Most co-op proprietary leases have a mechanism in place for collecting arrears. In many cases, the board’s management company will send a letter to a shareholder after one missed payment. After a second missed payment, the board’s attorney will send a “notice to cure,” threatening to take the shareholder to Housing Court if arrears are not paid. Some boards impose late fees. Some try to negotiate a payment plan. Others withhold amenities – parking space, voting rights, use of community spaces – to induce delinquents to pay up.
Since a co-op corporation – unlike a condo association – has the first lien on apartments, the board has considerable muscle: the power to evict the delinquent shareholder for breach of the proprietary lease. With this in mind, some co-op attorneys notify the shareholder’s lender of impending legal action – in the hope that the lender will step in and pay the arrears in order to protect the loan’s collateral.
Peter von Simson, chief executive officer of New Bedford Management, recommends an alternative to having the co-op’s general counsel pursue arrears through Housing Court. “We recommend to boards that they hire a different law firm that specializes in landlord-tenant cases,” von Simson says. “What we’ve found is that we get a better product from both sides. The co-op’s general counsel doesn’t have a ton of time. They’re dealing with capital projects, contracts, maybe refinancing the underlying mortgage – big, time-sensitive issues. Arrears can get pushed to the bottom of the list so they drag out longer.”
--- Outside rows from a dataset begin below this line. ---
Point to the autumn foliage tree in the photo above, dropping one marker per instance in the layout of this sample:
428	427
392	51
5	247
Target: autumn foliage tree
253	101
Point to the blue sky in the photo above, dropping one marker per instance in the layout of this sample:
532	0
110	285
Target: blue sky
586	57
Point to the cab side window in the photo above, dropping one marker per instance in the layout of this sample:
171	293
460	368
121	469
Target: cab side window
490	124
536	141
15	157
For landlord-tenant lawyers, on the other hand, the job is much more tightly focused. “L-T lawyers are always at the courthouse,” von Simson says. “They don’t cut deals, they go by the book. An L-T lawyer is continuously pushing forward an arrears case until it’s resolved. And they’re always providing timely updates because that’s all they do. It’s a different skill set.”
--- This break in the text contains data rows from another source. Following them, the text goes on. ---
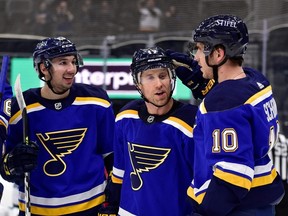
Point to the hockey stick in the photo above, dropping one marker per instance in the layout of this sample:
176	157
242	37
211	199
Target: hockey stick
3	74
4	69
22	106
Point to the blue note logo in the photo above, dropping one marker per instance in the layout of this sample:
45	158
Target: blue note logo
144	159
59	144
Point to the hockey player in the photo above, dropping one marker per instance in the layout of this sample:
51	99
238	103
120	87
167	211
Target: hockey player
236	126
153	148
5	109
71	129
279	155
To collect arrears, New Bedford frequently turns to the law firm Sontag & Hyman. Marc Hyman, a partner, says the firm specializes in landlord-tenant work, and about half of its workload involves co-ops in the city and on Long Island. For pro-forma filings and paperwork, the firm bills clients a set fee instead of an hourly rate. “It’s cheaper for the client,” says Hyman. “Typically we’re running around trying to get things done. Housing Court is its own beast.”
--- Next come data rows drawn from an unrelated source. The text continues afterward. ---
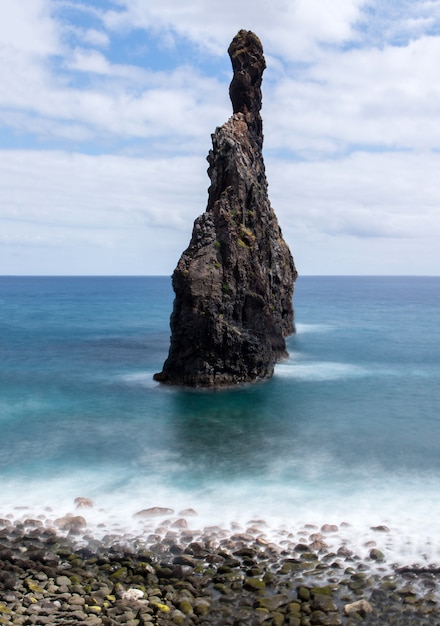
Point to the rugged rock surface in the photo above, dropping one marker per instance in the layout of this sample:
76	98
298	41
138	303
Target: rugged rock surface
234	283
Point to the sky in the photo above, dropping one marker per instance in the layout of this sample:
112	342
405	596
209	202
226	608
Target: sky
107	109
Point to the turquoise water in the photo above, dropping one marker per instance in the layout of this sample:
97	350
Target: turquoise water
348	429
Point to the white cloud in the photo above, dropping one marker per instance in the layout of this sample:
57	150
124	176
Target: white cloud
333	90
290	27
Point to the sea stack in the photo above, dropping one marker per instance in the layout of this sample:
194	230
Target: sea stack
234	283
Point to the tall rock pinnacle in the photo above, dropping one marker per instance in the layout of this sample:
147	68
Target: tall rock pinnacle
234	283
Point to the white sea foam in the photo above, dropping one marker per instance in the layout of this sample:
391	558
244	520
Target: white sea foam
319	370
302	328
139	379
410	513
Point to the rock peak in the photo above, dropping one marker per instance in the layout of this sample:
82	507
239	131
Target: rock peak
248	64
234	283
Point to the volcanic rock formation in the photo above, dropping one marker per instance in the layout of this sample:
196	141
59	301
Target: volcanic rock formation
234	283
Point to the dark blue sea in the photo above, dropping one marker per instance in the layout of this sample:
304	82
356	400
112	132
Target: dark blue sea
346	432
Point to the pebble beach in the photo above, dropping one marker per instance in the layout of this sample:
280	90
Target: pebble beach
60	570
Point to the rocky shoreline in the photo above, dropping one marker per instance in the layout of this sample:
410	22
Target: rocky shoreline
56	572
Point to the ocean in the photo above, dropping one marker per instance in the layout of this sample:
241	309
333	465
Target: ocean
347	432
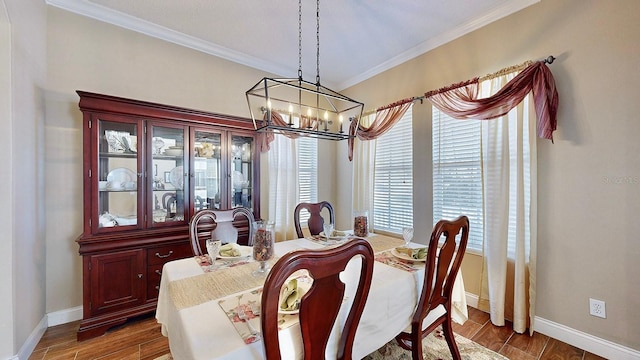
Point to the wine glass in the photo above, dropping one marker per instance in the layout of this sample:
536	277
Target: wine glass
407	235
328	230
Von Simson stresses that co-op boards should view Housing Court as a last resort – and that there are proven ways to avoid going there. “Good protocols make good neighbors,” he says. “Everyone in the co-op should know that, no matter who you are, if you don’t pay your maintenance for 60 days, 90 days, whatever the protocol says, the matter is going to court. Everyone needs to know what those protocols are, and that they’re applied evenly. Where boards get into trouble is by treating people differently, trying to review each case. That can lead to a lawsuit against the board. Good intentions can result in very messy situations.”
In the end, he says, it all comes down to an unyielding fact of life: “Everyone has to pay their fair share for a co-op to work.”